Senate eyes ICC loophole to speed up next batch of spending bills

.

EXCLUSIVE — Republicans are already preparing for the next set of spending bills to get bogged down on the Senate floor and have a creative workaround to avoid that fate.

Appropriators are weighing whether to pair money for the Pentagon and other agencies with House legislation sanctioning the International Criminal Court, according to two sources familiar with the matter.

Under that scenario, Senate Majority Leader John Thune (R-SD) would bring forward the ICC bill, which passed the House in January, and then attach the spending legislation on a later procedural step. Doing so would allow leadership to overcome a Senate rule that lets any one senator object to bundling two or more spending bills into a package known as a minibus.

The idea originated with Sen. Susan Collins (R-ME), the chairwoman of the Appropriations Committee, but Sen. Katie Britt (R-AL), another appropriator, has more recently been raising the idea with her GOP colleagues.

A source familiar with the discussions cautioned that using the ICC bill was just one option under consideration. In the past, leadership has found other ways to accommodate senators and, if all else fails, could always suspend Senate rules with a two-thirds vote.

Still, the strategy suggests that appropriators are already gaming out the end of the year and expect to run into at least some resistance. Thune plans to jump-start floor action as soon as Tuesday on the Pentagon bill, along with three others funding the Labor, Health, Transportation, and Justice departments.

The spending bills would be the first considered since senators voted Monday to reopen the government through January.

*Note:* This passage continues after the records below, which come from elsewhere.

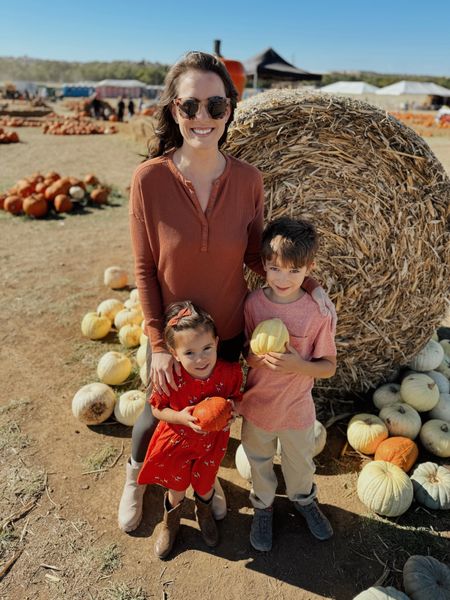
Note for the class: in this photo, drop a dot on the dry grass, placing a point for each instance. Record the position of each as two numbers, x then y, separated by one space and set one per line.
379 199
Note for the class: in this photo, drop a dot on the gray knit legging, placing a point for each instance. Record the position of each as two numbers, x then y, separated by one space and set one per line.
145 426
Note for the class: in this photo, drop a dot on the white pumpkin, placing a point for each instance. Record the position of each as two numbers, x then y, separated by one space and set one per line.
385 488
129 407
113 368
127 316
143 374
109 308
76 192
129 335
134 295
444 367
435 437
320 439
428 358
431 484
365 432
445 346
141 355
95 326
401 420
242 464
387 394
381 593
442 408
115 277
419 391
93 403
440 380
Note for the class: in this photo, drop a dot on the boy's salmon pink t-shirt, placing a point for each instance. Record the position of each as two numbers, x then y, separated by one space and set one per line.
276 401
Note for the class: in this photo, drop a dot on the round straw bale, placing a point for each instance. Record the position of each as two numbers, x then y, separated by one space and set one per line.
379 199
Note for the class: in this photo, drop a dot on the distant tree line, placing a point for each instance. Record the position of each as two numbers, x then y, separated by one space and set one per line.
58 71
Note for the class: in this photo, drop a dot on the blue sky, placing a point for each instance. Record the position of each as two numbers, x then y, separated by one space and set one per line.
397 36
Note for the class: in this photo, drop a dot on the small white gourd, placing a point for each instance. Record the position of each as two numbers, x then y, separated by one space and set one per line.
93 403
431 484
94 326
442 408
401 420
109 308
387 394
113 368
242 464
444 367
385 488
365 432
127 316
428 358
129 407
435 437
440 380
419 391
129 335
115 277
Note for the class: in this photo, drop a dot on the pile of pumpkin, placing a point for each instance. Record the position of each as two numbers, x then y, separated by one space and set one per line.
8 137
424 578
76 126
94 403
39 193
419 406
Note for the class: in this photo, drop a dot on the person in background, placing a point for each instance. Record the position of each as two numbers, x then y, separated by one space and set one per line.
196 218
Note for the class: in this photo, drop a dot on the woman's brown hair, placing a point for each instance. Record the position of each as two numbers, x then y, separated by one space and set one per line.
167 131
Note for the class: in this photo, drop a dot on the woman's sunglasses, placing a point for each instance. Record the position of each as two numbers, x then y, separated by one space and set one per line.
215 105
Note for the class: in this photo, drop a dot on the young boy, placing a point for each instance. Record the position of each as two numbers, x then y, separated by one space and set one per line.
277 401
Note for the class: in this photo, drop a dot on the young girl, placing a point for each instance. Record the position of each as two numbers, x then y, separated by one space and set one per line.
181 453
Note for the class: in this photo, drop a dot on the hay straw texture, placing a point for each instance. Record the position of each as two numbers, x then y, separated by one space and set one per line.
380 200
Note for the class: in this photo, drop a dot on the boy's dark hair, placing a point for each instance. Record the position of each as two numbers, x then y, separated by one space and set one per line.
292 241
185 315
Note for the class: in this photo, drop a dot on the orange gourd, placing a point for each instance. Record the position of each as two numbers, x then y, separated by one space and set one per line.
212 414
35 206
399 451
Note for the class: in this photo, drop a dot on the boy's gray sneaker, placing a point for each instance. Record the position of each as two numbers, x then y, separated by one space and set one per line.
261 530
317 522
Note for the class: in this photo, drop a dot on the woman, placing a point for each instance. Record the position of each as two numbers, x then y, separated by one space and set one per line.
196 217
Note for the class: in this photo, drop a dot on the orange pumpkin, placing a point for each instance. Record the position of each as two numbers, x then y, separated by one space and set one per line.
212 414
13 204
63 203
35 206
400 451
99 195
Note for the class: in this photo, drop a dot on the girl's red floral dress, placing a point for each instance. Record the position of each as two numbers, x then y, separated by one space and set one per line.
178 456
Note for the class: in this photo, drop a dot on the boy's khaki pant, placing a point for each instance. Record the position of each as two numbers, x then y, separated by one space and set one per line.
297 463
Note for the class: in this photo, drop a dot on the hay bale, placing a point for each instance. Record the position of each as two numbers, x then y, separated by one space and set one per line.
379 198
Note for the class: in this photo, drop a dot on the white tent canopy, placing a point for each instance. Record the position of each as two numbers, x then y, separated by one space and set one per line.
349 87
415 88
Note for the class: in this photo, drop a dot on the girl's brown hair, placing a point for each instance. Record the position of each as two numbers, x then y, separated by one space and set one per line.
185 315
167 131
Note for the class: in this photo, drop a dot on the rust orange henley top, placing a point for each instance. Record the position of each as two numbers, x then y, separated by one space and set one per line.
182 253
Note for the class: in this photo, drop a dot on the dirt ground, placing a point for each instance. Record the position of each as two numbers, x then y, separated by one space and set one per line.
59 529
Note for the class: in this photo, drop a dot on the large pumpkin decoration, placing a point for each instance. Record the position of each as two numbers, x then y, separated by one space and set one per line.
235 69
385 488
212 414
365 432
269 336
431 484
425 578
400 451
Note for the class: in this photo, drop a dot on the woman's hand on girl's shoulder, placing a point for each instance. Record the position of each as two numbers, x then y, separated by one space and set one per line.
187 419
162 371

“I think it’s definitely serious,” Sen. Shelley Moore Capito (R-WV), a senior appropriator and member of GOP leadership, said of discussions to use the ICC bill, though she also called the conversation a “little premature” as Congress works to get past the shutdown.

“We just got to get over this hump and then see where we are,” she added.

Leadership had some trouble in July, when the Senate began to bundle the first of 12 full-year spending bills into a minibus.

Thune had to hold a separate vote on money for the legislative branch due to objections from Sen. John Kennedy (R-LA), who wanted to go on the record as opposing its spending levels. That bill was then packaged with two others to fund the Veterans Affairs and Agriculture departments, demonstrating one way leadership could address subsequent issues.

Appropriators were unable to add funding, however, for two other agencies — the Commerce and Justice Departments — due to an objection from Sen. Chris Van Hollen (D-MD), who wanted to force the Trump administration to build the FBI’s new headquarters in Maryland, as had been the plan under former President Joe Biden.

As part of the next minibus, appropriators now plan to attach funding for those two agencies.

Members of the Appropriations Committee hope to pass the next minibus by Jan. 30, when a short-term funding patch will run out and Congress will again face the prospect of a government shutdown. But senators are also sober-minded about the odds of quick progress.

The first minibus passed the Senate in August, but it wasn’t until about 40 days into the shutdown that the House and Senate reached a compromise to send the bill to President Donald Trump’s desk as part of a funding deal.

WHERE EVERY SENATE REPUBLICAN STANDS ON TRUMP’S CALL TO END THE FILIBUSTER

“We’ll move as fast as we can so we’re not waiting until the Jan. 30 deadline,” Sen. Markwayne Mullin (R-OK), an adviser to Thune, told reporters on Monday evening. “But you guys have been here long enough — we’ll probably be having this conversation Jan. 28.”

As for the ICC sanctions, Senate Democrats blocked the legislation in January, asking for changes to the text before it was brought back to the floor. The bill, spurred by the arrest warrant issued for Israeli Prime Minister Benjamin Netanyahu, would punish ICC officials who investigate or detain any U.S. citizen or the citizen of an American ally.